Hospice care is a specialized approach focused on providing comfort and quality of life for individuals facing a life-limiting illness. It shifts the focus from curative treatments to palliative care, managing symptoms and offering emotional and spiritual support. For hospice care to begin and be covered by insurance, specifically the Medicare Hospice Benefit, a physician must formally certify the patient’s eligibility.
The Two-Part Requirement: Referral and Certification
The process of beginning hospice care involves two distinct actions: a referral and a certification. A referral is the initial step that can be started by almost anyone, including the patient, a family member, a caregiver, a social worker, or a hospital discharge planner. This referral is essentially a request for a hospice agency to evaluate the patient for admission.
The referral prompts the hospice agency to assess the patient’s condition and needs to determine if they meet the necessary medical criteria for services. This initial action does not legally or financially authorize the start of care under the hospice benefit.
The certification is the formal, legal step that must be completed by a physician to establish eligibility for the Medicare Hospice Benefit and similar insurance plans. This certification is often referred to as the “doctor’s order” and is required before the hospice can submit claims for payment. The patient’s attending physician and the hospice medical director must both sign this initial certification.

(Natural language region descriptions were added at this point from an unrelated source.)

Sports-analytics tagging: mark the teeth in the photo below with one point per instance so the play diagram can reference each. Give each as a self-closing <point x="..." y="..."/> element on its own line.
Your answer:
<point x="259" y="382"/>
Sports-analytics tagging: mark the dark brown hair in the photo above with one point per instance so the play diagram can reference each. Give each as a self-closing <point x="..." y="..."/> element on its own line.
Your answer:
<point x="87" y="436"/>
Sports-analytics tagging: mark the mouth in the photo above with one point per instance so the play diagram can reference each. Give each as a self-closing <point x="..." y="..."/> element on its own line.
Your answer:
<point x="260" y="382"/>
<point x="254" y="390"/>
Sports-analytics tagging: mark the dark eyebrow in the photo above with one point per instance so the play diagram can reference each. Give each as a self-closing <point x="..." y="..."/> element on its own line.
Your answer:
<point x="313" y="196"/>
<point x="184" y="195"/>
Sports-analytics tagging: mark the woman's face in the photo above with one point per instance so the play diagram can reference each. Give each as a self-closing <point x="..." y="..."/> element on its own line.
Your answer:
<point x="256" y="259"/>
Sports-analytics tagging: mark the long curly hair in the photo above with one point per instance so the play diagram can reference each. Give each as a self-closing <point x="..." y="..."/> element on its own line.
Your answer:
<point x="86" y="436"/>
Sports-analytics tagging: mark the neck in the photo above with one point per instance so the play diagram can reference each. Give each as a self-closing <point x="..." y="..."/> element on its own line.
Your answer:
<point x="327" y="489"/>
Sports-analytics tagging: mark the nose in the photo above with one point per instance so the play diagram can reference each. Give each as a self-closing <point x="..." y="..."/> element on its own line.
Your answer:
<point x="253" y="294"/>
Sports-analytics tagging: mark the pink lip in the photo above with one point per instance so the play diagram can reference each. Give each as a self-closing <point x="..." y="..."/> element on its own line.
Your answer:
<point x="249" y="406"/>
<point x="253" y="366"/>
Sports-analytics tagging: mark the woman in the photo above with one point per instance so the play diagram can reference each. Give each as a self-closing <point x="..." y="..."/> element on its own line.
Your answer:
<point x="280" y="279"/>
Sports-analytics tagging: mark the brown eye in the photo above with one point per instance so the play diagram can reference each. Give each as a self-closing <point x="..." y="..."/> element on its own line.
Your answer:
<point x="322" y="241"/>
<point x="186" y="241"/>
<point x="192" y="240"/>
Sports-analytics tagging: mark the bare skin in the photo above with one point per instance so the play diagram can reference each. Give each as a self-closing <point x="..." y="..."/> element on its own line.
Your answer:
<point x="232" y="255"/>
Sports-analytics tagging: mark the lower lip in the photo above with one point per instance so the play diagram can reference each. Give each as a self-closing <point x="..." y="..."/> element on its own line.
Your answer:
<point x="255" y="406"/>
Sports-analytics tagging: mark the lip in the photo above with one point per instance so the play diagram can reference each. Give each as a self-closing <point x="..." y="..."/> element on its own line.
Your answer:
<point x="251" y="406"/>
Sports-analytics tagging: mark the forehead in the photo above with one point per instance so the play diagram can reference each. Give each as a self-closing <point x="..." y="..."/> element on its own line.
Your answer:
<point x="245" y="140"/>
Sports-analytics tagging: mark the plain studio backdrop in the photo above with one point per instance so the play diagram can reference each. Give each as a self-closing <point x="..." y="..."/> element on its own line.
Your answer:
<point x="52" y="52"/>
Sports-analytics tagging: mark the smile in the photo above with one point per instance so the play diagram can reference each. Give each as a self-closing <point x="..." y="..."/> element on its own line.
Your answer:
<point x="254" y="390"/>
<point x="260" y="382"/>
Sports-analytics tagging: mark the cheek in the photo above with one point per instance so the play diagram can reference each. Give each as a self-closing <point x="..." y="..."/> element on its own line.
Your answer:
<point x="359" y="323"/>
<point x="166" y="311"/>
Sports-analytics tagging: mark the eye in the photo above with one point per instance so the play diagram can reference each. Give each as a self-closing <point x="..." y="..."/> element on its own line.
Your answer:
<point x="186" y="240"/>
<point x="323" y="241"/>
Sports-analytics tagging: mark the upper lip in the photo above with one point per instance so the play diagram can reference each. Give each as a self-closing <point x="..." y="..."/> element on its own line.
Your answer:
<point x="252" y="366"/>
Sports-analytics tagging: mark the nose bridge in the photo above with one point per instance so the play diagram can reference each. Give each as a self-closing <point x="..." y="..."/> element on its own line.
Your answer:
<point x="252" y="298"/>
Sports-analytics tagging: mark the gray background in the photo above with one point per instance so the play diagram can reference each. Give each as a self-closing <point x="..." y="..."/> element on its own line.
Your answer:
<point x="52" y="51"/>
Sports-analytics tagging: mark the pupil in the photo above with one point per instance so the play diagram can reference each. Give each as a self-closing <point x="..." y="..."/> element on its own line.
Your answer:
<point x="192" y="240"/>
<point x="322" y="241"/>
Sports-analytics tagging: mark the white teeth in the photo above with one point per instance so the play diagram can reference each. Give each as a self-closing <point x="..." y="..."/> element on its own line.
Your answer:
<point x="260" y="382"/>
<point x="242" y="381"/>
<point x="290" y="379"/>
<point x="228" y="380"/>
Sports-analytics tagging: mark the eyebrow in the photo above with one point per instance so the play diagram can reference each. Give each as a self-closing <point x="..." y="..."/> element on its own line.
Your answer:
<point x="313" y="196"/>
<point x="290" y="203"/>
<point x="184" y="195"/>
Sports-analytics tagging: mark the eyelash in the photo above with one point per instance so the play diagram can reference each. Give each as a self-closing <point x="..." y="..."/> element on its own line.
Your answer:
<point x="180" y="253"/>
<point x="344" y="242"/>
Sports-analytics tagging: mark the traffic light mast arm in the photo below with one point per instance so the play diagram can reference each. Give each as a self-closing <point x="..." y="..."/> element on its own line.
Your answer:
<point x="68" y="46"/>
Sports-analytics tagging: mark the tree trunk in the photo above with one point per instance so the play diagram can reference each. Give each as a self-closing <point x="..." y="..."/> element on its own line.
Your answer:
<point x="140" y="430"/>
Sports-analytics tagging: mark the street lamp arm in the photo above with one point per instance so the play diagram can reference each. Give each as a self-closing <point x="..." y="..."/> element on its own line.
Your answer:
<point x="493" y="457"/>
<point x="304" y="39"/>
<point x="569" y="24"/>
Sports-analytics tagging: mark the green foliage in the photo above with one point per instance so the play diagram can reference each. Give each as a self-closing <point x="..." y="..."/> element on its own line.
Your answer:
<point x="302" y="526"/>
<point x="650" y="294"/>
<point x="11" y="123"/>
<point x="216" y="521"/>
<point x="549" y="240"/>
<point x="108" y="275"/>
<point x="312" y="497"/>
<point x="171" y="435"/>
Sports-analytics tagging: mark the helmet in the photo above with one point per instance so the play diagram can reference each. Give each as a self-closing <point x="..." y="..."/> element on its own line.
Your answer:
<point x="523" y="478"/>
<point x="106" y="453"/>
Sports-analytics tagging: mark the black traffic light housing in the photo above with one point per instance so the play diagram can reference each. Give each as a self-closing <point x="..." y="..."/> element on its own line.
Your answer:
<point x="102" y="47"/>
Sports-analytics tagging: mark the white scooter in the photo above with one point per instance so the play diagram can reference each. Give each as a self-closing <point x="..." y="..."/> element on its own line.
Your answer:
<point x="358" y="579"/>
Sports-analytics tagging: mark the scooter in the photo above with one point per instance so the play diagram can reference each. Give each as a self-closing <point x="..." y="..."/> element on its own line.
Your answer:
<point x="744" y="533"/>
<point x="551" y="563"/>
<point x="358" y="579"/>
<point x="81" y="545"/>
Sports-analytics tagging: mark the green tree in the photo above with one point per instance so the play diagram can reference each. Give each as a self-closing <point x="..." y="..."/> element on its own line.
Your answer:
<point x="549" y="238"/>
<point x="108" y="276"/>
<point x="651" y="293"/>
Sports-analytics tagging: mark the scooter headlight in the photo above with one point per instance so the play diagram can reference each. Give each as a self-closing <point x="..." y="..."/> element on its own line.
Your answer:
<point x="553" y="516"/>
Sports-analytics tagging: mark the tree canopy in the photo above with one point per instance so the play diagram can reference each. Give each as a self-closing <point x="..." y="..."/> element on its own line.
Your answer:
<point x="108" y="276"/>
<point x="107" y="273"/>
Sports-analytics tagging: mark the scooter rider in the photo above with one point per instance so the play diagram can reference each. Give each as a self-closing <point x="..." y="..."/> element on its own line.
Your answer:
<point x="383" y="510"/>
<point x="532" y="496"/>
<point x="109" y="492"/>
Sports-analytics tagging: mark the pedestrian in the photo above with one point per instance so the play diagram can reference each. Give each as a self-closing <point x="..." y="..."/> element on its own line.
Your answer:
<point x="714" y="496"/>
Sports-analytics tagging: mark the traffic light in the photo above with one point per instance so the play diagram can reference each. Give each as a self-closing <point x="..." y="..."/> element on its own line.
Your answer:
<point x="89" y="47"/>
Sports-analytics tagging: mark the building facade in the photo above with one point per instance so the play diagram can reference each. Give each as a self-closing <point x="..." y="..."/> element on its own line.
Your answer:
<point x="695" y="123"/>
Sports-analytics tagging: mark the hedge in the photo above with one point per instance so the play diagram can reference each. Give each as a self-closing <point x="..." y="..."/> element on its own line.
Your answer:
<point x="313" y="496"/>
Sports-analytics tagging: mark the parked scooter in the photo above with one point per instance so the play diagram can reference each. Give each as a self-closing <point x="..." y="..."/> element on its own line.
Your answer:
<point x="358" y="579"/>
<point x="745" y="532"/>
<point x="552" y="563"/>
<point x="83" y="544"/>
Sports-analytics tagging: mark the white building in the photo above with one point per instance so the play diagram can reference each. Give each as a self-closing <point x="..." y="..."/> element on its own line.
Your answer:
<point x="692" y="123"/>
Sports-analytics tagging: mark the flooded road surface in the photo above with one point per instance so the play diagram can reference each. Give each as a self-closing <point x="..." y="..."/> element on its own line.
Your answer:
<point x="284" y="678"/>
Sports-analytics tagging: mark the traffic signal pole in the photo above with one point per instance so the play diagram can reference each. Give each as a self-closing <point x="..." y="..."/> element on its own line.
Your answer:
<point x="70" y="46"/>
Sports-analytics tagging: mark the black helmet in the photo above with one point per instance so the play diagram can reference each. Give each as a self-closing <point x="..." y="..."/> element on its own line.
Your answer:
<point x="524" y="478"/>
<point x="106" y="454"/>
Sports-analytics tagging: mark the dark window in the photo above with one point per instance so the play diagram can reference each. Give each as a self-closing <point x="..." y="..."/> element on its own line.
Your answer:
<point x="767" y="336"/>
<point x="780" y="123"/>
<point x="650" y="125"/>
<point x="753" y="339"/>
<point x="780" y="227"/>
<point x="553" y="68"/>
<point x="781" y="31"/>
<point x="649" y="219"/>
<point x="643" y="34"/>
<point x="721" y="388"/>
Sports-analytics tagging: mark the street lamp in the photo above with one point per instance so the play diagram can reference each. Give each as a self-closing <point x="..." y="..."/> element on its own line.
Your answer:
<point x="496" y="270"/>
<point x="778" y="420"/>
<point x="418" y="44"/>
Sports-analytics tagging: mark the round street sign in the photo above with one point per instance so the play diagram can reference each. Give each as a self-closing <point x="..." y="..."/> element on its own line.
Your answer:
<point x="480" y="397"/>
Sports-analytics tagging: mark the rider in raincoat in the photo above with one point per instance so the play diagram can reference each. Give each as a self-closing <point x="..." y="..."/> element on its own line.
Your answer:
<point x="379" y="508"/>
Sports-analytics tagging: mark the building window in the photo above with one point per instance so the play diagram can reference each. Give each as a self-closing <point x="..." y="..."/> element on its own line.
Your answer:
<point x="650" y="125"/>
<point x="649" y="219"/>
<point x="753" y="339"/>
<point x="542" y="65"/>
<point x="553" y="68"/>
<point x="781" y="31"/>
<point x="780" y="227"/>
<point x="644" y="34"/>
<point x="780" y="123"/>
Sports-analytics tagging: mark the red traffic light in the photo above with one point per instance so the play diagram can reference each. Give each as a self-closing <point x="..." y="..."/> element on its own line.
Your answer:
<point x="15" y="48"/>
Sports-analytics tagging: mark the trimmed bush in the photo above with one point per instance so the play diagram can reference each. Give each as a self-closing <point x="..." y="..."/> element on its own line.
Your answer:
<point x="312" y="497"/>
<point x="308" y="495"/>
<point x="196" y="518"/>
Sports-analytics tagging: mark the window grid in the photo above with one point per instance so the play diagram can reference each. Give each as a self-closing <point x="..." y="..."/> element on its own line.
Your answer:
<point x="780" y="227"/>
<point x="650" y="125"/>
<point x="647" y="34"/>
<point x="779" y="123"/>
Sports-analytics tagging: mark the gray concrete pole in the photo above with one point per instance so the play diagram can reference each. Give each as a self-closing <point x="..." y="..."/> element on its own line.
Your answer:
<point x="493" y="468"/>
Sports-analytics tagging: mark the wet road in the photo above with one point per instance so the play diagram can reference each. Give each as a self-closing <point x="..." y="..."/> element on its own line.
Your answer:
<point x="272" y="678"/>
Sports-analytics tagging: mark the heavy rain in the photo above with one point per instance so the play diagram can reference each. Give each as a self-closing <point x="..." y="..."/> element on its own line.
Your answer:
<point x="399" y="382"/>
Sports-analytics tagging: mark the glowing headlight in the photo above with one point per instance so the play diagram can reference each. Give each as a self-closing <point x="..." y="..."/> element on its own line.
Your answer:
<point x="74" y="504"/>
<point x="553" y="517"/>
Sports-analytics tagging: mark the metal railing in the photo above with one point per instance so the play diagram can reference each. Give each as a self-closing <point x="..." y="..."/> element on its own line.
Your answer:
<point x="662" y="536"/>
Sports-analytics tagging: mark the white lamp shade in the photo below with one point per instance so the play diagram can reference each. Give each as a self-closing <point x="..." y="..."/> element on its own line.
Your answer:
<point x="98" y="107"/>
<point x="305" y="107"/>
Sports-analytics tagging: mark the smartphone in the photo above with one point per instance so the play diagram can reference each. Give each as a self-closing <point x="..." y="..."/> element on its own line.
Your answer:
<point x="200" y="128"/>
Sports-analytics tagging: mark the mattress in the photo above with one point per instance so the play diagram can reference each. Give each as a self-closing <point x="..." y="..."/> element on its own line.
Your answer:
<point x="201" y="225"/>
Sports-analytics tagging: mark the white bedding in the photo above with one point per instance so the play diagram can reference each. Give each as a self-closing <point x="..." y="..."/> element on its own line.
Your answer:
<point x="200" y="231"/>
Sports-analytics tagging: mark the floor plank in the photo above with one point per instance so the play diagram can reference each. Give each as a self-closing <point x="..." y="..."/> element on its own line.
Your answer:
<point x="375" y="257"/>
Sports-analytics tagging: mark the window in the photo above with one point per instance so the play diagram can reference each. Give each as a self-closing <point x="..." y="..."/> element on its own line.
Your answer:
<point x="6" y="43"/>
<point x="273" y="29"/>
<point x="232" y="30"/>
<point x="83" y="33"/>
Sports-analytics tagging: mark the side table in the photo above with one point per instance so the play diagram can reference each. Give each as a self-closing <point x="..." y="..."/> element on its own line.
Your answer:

Understanding this distinction is important for families, as they do not need to wait for their doctor to initiate the conversation; they can proactively contact a hospice agency themselves to prompt the eligibility assessment. The doctor’s involvement is mandatory, but only at the certification stage, which formalizes the patient’s admission into the program.
The Physician’s Role in Establishing Eligibility
The physician’s role in establishing hospice eligibility is legally defined and centers on confirming a specific medical prognosis. The foundation of the certification is the professional medical judgment that the patient is terminally ill. This means the physician must attest that the patient has a life expectancy of six months or less if the illness runs its normal course.
This determination is a clinical assessment, not a prediction of death, based on the progression of the patient’s primary diagnosis and related conditions. The physician considers factors like disease-specific criteria, declining functional status, and increasing reliance on assistance with daily activities. A brief narrative explaining the clinical findings that support the six-month prognosis is a required part of the certification documentation.
For the initial certification, two physicians must sign the document: the patient’s attending physician (if they have one) and the hospice medical director or a physician member of the hospice team. The attending physician is chosen by the patient to oversee their medical care. This dual-signature requirement ensures a consensus on the terminal prognosis and serves as the legal gateway for the patient to access covered hospice services.
The certification must be obtained by the hospice agency within two calendar days after the start of care, although a verbal certification can be obtained initially if the written documentation takes longer. This strict requirement, outlined in regulations such as Title XVIII of the Social Security Act, authorizes coverage under the Medicare Hospice Benefit.
Re-certification and Continuation of Care
The initial certification is not permanent, as the patient’s eligibility must be periodically re-confirmed to maintain hospice coverage. The Medicare benefit is structured into specific benefit periods. The first two benefit periods are 90 days each, followed by an unlimited number of subsequent 60-day periods.
To continue care beyond the current period, the patient must be re-certified by a physician at the start of each new benefit period. This involves a renewed medical determination that the patient continues to meet the six-month or less prognosis. For re-certifications, only the hospice medical director or a hospice physician is required to sign the document, unlike the initial certification that requires two signatures.
Starting with the third benefit period, a face-to-face encounter between the patient and a hospice physician or nurse practitioner is mandatory before re-certification. This visit must occur no more than 30 days before the new period begins and provides up-to-date clinical findings to support the continued terminal prognosis. This process ensures patients who live longer than six months can still receive continuous care, provided the medical criteria are met.